3 large sweet yellow onions, peeled and thinly vertically sliced
3 large red onions, peeled and thinly vertically sliced
1/4 teaspoon of sugar
2 cloves garlic, minced fine
8 cups of beef stock (OR vegetable stock for meatless meals)
1/2 cup of dry white wine
1 bay leaf
1/4 teaspoon of dry thyme
Salt and pepper, to taste
8 slices of toasted French bread
1-1/2 cups Swiss Gruyere, grated with a little grated Parmesan cheese
In a large saucepan, sauté the onions in the olive oil on medium high heat until well browned, but not burned, about 30-40 minutes (or longer). Add the sugar about 10 minutes into the process to help with the canalization.
Add garlic and sauté for 1 minute.
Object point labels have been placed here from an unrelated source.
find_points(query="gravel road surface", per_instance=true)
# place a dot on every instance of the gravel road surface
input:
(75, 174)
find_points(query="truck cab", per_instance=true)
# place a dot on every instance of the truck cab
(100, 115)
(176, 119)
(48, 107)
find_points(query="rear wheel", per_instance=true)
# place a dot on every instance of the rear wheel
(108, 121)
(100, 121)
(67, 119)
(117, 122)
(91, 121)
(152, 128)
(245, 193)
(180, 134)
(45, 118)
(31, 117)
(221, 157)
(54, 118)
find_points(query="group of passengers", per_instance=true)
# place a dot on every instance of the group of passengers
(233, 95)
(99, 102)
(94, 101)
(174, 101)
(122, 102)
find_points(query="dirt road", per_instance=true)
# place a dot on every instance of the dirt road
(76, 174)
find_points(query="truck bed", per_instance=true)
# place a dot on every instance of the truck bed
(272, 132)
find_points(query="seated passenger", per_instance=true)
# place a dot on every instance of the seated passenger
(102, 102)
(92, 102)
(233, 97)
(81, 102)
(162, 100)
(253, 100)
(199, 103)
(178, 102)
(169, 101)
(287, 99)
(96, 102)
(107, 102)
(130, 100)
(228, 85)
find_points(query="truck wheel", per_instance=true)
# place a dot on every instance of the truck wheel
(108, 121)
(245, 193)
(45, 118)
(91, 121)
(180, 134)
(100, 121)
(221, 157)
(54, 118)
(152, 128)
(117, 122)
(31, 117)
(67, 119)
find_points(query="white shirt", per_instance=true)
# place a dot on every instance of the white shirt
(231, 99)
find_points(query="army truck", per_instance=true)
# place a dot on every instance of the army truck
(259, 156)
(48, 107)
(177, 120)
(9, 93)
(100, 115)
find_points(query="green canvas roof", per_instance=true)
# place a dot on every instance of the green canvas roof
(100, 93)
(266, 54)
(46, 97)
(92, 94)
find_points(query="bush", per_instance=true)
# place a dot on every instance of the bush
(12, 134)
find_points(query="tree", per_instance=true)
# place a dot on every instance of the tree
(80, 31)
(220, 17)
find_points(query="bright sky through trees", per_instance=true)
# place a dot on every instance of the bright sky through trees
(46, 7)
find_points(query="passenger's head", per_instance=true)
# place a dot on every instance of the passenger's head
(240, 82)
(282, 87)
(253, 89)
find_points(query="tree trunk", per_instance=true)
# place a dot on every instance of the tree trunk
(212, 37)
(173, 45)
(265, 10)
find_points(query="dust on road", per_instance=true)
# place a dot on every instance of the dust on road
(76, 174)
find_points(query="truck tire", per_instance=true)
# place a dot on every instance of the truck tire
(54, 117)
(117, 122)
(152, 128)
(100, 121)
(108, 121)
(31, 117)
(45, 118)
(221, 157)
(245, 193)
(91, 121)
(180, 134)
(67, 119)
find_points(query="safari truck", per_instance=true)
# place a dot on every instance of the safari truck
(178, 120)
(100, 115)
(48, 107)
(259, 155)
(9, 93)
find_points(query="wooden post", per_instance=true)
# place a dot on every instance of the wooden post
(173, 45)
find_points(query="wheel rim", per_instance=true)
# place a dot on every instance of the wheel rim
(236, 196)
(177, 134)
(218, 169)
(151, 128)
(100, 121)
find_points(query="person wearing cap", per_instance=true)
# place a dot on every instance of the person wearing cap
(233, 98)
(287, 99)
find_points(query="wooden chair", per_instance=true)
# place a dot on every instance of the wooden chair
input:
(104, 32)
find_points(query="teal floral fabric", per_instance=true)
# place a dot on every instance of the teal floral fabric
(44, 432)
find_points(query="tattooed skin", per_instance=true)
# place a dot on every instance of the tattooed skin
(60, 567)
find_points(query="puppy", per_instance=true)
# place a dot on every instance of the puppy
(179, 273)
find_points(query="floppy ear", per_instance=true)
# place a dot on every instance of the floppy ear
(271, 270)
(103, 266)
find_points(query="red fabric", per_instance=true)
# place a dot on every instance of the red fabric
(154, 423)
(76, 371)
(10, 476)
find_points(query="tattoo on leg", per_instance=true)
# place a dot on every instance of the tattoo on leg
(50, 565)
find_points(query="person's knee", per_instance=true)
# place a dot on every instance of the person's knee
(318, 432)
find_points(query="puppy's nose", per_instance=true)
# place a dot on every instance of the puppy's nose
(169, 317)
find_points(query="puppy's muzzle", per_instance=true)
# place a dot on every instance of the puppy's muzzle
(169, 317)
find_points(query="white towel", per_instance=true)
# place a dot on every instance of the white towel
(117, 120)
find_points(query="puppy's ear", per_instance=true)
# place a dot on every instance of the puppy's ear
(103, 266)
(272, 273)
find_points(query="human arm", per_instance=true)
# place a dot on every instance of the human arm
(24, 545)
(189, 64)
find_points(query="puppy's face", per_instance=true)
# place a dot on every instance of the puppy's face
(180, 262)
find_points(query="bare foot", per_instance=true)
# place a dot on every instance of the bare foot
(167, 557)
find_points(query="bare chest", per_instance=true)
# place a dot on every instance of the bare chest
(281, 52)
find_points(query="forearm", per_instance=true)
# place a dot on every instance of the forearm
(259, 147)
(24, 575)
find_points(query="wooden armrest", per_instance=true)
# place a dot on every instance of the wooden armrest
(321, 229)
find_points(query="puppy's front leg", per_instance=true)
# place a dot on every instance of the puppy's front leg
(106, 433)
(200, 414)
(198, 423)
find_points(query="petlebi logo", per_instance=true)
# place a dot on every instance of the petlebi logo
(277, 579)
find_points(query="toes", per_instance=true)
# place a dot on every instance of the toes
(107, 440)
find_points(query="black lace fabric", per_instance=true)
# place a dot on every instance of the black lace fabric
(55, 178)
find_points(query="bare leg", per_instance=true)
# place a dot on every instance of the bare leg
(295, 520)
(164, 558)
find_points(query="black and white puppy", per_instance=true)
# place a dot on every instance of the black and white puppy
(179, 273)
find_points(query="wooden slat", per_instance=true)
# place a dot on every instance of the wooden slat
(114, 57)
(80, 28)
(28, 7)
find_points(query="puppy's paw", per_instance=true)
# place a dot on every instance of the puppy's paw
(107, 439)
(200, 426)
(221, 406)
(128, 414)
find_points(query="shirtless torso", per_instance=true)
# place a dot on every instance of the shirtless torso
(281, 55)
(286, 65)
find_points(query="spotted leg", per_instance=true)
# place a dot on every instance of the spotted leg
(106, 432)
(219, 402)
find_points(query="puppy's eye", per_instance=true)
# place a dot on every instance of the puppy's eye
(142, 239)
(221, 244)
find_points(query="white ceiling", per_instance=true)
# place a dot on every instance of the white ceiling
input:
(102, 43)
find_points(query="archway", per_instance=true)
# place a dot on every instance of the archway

Add the stock, wine, bay leaf, and thyme. Cover partially and simmer until the flavors are well blended, about 30 minutes. Season to taste with salt and pepper. Discard the bay leaf.
To serve you can either use individual oven-proof soup bowls or one large casserole dish. Ladle the soup into the bowls or casserole dish. Cover with the toast and sprinkle with cheese. Put into the broiler for 10 minutes at 350 degrees or until the cheese bubbles and is slightly browned. Serve immediately.